大反響となった『妻、小学生になる。』創作のルーツとは? 漫画家・村田椰融の作家性を紐解く

『妻、小学生になる。』のルーツ

『妻、小学生になる。』の裏側にある物語

 村田氏は音声配信サービス「AuDee」で公開されている番組『僕、漫画家になる。』で自身の過去について明かしている。

 多くの作品を発表している村田氏であるが、本格的に漫画作品を描き始めたのは25、6歳のときであった。当時は洗濯機ではなく家の風呂場で洋服を手洗いしていたらしい。

 成功と挫折を繰り返しながらも漫画創作を続け、『妻、小学生になる。
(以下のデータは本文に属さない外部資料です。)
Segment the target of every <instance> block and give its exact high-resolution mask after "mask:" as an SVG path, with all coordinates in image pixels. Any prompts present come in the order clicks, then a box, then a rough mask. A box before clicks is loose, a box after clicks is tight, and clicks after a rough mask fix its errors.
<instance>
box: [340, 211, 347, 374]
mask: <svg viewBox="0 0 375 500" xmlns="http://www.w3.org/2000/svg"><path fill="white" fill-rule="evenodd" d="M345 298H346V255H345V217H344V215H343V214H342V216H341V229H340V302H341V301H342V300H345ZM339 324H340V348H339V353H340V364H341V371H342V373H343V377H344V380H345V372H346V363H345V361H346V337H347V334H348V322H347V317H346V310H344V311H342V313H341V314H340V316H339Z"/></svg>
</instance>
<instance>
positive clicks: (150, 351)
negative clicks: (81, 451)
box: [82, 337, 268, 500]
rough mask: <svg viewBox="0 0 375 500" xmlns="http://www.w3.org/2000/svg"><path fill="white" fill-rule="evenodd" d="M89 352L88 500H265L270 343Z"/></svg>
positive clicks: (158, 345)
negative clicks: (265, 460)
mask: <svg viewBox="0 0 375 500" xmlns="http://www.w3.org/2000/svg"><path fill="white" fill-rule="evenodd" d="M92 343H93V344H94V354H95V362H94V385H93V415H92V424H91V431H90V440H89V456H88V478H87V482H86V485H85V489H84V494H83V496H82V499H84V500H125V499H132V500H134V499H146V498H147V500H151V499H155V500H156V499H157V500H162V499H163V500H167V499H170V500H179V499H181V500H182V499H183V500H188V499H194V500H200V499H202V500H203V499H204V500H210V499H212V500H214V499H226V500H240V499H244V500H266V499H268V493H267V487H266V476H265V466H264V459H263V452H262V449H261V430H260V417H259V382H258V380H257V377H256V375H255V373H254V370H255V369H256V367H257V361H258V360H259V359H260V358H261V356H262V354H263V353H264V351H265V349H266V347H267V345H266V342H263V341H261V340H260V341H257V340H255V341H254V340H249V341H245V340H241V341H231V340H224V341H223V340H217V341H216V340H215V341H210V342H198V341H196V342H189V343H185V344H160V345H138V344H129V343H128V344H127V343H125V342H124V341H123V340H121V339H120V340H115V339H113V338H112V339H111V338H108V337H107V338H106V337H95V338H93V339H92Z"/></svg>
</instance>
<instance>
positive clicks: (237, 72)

』がネーム(コマ割りや構図を記した下書きのようなもの)を対象とした賞に選ばれたのである。受賞後には『週刊漫画TIMES』での連載が決定し、単行本も発売されることになった。

 ただ村田氏はこのとき、自身の作品が誰にも知られないまま終わってしまうかもしれないという不安を抱えていたという。眠れぬまま迎えた第1巻の発売日、村田氏は本作の第1話をTwitterに投稿した。

 すると村田氏が持つデバイスの通知音が鳴りやまないほどの大きな反響を呼び、400人ほどだったTwitterのフォロワーが投稿後には約19,000人にまで増えたのだという。今ではドラマ化を果たし、2022年2月16日には記念すべき単行本第10巻の発売が予定される作品となったのである。

 1度きりの人生で自分の好きなことを追い続けてきたからこそ、村田氏は『一〇〇一回目の命日』や『妻、小学生になる。』のような、人生に希望を持つことのできる、または1度しかない人生を俯瞰させてくれる作品を生み出せたのであろう。

 ちなみに村田氏は自分の作品がドラマ化されるのであれば、とある女優の方に出演してほしいという思いを抱いていたのだという。その女優の人物像から家族をテーマとした作品なら出演してくれるかもしれないと考え、家族を題材とした『妻、小学生になる。』を創作した背景に存在していたことも明かしている。

 村田氏の個性を感じる創作の背景も、家族の様々な問題を題材とした物語でありながら、気を張らずに楽しめるライトさ、多くの人が親しみやすさを覚えられる点につながっているはずだ。